|Near Dunquin, Western Dingle, Ireland looking west|
As visitors to Cape Flattery we ARE foreign visitors, on Makah tribal lands. But there is no border security here, no ceremony: at the Museum we buy an annual visitors pass and proceed. Janet and I have both been at Cape Flattery before, I a little and she a lot. We do not hope to find ancestral lands, and although we know some of the deeper histories of this land, our reflections are more personal.
|At Cape Flattery looking west from a trail outlook.|
|Chickaree (Douglas squirrel)|
Walter Siegmund (Wikimedia)
|Outlook from Cape Flattery trail|
Here there are no stony treeless hillsides cropped by sheep.
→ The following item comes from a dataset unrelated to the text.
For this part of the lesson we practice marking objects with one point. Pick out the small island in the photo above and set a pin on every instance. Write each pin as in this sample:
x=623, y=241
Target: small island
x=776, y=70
Only bits of the world are exposed. We feel our foreignness in a deeply different way. In this great temperate rainforest we are swallowed up by the enormity of trees, and by the history their sometimes twisted growth suggests. We quiet ourselves to the lengthy chattering conversations and songs from Douglas Squirrels and song sparrows, chicadees, and winter wrens.
We come to the end of the path, or at least our hike. The terrain becomes more difficult, and seems to balance on edges of roots and rock. It is not the easy hike hoped for. It probably does not matter that we can only glimpse bits of sea and sky. Much of the living world is hidden from view, hinted at by a nose surfacing above the waves, the rattle of a woodpecker and the blow of a whale, by holes in sand and bark, feathers strewn in a hungry pile, excavations gouged in a dying tree. There is mystery here, life revealed by a raven's croak and a sparrows chip. We pause, we listen, we guess. We are grateful for the gift of where we are.